Assim, em uma versão assim simplificada, os bancos
podem vir a cumprir uma função importante na economia: a de intermediação de
recursos monetários. Mas por se tratar de um setor sensível e estratégico, a
atividade bancária quase sempre esteve sujeita à regulação e à fiscalização do
poder público. Afinal, o banco opera com aquilo que não é seu. Ele recolhe
valores de uns e empresta esses mesmos recursos para outros. Com o agravante de
que ele pode até emprestar mais do que tem em sua carteira. Ele teria o poder,
assim, de criar moeda de forma, digamos, artificial. É o que no financês se
chama de “multiplicador bancário”. O risco desse tipo de possibilidade é o da
chamada “corrida bancária”: se todos que aplicaram na instituição forem
reclamar o seu depósito ao mesmo tempo, o banco não tem como honrar os
compromissos. É por isso que os órgãos de regulação do sistema financeiro
estabelecem o “depósito compulsório”. Ou seja, uma parte do valor depositado
fica retida junto à autoridade monetária e o banco não pode usar para
emprestar. É uma tentativa de reduzir o risco da exposição bancária exagerada.

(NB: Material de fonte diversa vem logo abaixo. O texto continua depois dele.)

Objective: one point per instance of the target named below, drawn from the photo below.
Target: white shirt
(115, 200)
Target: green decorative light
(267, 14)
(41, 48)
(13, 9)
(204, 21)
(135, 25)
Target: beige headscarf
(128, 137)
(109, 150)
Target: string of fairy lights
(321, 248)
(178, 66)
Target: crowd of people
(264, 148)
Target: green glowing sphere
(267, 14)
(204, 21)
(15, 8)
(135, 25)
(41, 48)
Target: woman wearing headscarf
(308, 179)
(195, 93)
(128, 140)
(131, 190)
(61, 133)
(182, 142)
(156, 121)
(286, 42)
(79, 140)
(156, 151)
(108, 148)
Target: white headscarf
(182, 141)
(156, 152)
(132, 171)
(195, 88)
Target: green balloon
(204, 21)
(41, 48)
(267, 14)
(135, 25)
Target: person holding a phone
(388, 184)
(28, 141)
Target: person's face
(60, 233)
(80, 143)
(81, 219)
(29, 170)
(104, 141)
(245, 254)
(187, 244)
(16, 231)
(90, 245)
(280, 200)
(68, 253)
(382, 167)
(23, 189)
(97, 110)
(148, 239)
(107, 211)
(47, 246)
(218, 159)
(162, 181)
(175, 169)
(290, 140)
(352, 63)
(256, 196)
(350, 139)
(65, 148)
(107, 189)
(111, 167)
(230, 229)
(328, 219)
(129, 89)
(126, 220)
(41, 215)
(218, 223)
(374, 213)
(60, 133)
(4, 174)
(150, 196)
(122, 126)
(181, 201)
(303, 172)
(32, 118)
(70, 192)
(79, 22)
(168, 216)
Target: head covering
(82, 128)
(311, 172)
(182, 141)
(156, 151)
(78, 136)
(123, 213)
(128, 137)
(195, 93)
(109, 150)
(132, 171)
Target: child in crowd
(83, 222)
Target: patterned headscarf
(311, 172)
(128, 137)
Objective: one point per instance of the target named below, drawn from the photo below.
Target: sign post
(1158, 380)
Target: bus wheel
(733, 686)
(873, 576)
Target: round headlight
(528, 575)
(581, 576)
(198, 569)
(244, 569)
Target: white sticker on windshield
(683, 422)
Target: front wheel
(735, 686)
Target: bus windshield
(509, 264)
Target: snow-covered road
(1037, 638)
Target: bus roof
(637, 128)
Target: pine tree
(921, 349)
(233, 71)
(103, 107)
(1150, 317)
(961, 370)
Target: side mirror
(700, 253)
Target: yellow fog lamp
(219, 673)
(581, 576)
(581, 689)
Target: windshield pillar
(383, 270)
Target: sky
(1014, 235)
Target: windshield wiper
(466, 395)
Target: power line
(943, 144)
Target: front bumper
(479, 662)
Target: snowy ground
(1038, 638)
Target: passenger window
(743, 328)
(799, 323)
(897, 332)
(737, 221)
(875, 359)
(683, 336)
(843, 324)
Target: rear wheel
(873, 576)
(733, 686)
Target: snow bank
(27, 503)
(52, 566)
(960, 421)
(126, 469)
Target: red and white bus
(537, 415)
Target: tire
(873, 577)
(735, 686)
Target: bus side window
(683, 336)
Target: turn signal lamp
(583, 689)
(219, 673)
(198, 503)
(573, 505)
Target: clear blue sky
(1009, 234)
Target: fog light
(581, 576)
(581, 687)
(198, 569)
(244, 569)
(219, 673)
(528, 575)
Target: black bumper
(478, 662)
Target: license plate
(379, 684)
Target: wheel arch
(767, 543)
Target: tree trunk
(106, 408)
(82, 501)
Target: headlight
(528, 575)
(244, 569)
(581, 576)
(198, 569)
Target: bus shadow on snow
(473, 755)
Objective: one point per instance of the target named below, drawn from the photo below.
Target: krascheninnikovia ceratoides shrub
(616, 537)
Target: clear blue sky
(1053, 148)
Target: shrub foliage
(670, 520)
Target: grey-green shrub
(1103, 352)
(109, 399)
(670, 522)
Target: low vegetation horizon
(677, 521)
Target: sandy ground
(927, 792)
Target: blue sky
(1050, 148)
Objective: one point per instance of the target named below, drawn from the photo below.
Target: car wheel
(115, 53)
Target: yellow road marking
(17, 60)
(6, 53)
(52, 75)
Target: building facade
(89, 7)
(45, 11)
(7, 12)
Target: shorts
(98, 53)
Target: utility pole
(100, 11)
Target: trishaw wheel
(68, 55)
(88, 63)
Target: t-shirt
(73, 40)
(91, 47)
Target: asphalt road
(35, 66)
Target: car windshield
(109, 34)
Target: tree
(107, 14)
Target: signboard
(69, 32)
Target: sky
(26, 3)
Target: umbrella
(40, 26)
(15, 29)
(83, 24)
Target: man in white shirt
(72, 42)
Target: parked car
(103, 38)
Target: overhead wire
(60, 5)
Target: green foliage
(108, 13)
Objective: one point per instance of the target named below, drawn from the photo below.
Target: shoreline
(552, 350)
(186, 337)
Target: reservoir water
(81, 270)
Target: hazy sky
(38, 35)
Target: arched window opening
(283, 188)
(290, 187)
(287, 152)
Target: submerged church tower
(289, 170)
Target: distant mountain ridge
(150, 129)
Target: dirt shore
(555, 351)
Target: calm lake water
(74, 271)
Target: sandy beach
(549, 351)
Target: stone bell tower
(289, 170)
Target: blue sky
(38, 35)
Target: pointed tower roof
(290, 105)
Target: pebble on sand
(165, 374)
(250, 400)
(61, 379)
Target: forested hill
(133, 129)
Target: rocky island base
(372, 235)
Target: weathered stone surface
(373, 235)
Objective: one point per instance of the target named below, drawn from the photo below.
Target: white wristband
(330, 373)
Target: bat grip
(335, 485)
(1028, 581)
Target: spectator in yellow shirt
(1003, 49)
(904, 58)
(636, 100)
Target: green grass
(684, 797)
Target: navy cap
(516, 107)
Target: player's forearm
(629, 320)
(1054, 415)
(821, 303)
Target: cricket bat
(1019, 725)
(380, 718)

Assim, em condições de boa regulação e operando com
taxas de ganho razoáveis, é possível que a atividade bancária cumpra seu papel
de forma adequada na economia contemporânea. Isso significa intermediar
recursos de quem poupa e emprestá-los a quem deles necessite. E menciono aqui
dois casos típicos em que a atividade pode muito bem cumprir sua função social,
até de forma relevante e saudável. Trata-se dos bancos públicos e das
cooperativas de crédito.
Bancos públicos podem ser diferentes
O comportamento empresarial dos bancos públicos é
definido por seu dono, o governo. Ora, se a autoridade pública tiver interesse
em moralizar as atividades desenvolvidas no interior do sistema financeiro,
nada mais adequado do que utilizar os bancos de sua propriedade para tanto. No
Brasil, o governo federal é acionista majoritário de duas das maiores
instituições bancárias: o Banco do Brasil (BB) e a Caixa Econômica Federal
(CEF). Além disso, detém também a capacidade de comando sobre outras
importantes instituições de empréstimo e crédito: o Banco Nacional de
Desenvolvimento Econômico e Social (BNDES) e os bancos de desenvolvimento
regional – Banco da Amazônia (BASA) e o Banco do Nordeste (BNB).
Ora, com um potencial de influência de mercado como
esse, o que falta é apenas a vontade política de transformar a prática e a
gestão das instituições bancárias. Por exemplo, decidindo diminuir o “spread”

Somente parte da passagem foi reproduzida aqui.